Do you always have a damp place in the backyard? Is the basement or crawl space under your home always filled with water after heavy rain? A French drain can be the best solution for these problems. Although many think the French drain originated in France, it is actually named after a judge and farmer named Henry French who promoted the idea about farm drainage in a book in 1859. Our friends at Elite Moisture Solutions were kind enough to give us a better idea of how a French drain works, who it is best suited for, and the many advantages for having one.

What is a French drain?

After a rainstorm, water accumulates in the lowest areas of the property. This problem can be alleviated by rerouting the flow of water with the help of a French drain. Water always flows by the easiest route possible, which is precisely the concept behind how a French drain operates. A slightly sloped trench is filled with gravel and a perforated pipe, which efficiently diverts the water away from the foundation of your house, whereas gutters are the primary source of collecting precipitation from the roof, French drains are used to manage routing of water at ground level. 

When do you need a French drain?

French drains work the best to drain excess water away from the foundation of your home and the landscaping to an area where it won’t be of any harm. The water can be drained into a drainage ditch, creek, or street drainage. You might be thinking, how would you know when you need a French drain, then here is a quick answer:

  • If you are having a soggy driveway or a lawn 
  • If you are having a problem of surface water that washes out landscaping
  • If you are constructing a retaining wall on any hillside
  • If water is seeping into your basement or crawl space

How a French drain works?

Firstly, a trench is dug carefully with a slope towards the drainage. A slope of one inch works well for every eight feet in length. A level string is tied between the stakes to determine the correct angle, and then the distance from the reference point to the trench bottom is measured. The trench should not be smaller than 12 inches wide with a depth of 18 to 24 inches as the diameter of the drainpipe is directly related to the effectiveness of the French drain. After the trench is dug, it is filled with crushed stones which are then covered with water-permeable landscaping fabric to control the growth of weeds.
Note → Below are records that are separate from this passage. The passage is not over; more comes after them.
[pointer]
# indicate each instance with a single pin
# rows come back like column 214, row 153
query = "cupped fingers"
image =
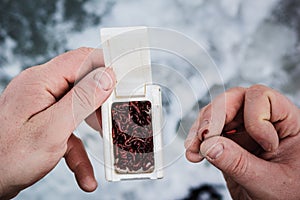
column 211, row 120
column 79, row 163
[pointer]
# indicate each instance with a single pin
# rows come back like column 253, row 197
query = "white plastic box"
column 132, row 115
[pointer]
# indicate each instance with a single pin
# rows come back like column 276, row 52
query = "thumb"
column 82, row 100
column 237, row 163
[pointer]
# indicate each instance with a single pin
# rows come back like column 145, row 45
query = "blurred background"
column 249, row 41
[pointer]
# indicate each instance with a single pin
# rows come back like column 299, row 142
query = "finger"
column 82, row 100
column 213, row 117
column 68, row 68
column 79, row 163
column 94, row 120
column 265, row 107
column 238, row 164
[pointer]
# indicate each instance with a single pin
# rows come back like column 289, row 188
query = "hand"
column 40, row 109
column 259, row 155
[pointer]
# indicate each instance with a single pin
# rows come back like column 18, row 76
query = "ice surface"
column 242, row 39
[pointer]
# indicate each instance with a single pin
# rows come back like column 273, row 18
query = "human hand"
column 259, row 155
column 40, row 109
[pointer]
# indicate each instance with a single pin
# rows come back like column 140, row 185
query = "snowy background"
column 250, row 42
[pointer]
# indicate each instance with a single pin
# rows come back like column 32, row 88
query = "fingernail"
column 90, row 183
column 203, row 134
column 214, row 151
column 266, row 146
column 104, row 79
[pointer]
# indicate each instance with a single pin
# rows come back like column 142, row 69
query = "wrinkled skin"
column 259, row 155
column 40, row 109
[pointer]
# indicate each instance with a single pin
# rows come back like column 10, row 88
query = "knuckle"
column 238, row 168
column 85, row 50
column 82, row 97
Rigid pipes with predrilled holes or flexible pipes with cuts are used with the holes facing downwards. By doing so, the water level in the French drain will be kept minimum. A French drain collects water from the yard, basement, or crawl space and the sloping angle keeps the water rolling towards the location where you want it to deposit.

Benefits of the French drain

If you are thinking about installing a French drain, then you should know about the benefits by evaluating the cost-to-benefit ratio. Here are some of the advantages of installing a French drain:

  • It takes away moisture, which can over time creates mold
  • The water in the basement will no longer damage the foundation
  • Prevent the lawn and driveway from becoming waterlogged and soggy
  • It helps in keeping the crawl space beneath the home drier, which can then be used for storage 
  • A French drain can increase the value of your property
  • Protects the structure of a retaining wall
  • The material used is eco-friendly

Thus, installing a French drain can save you a lot, and your significant problems can be resolved with a single solution.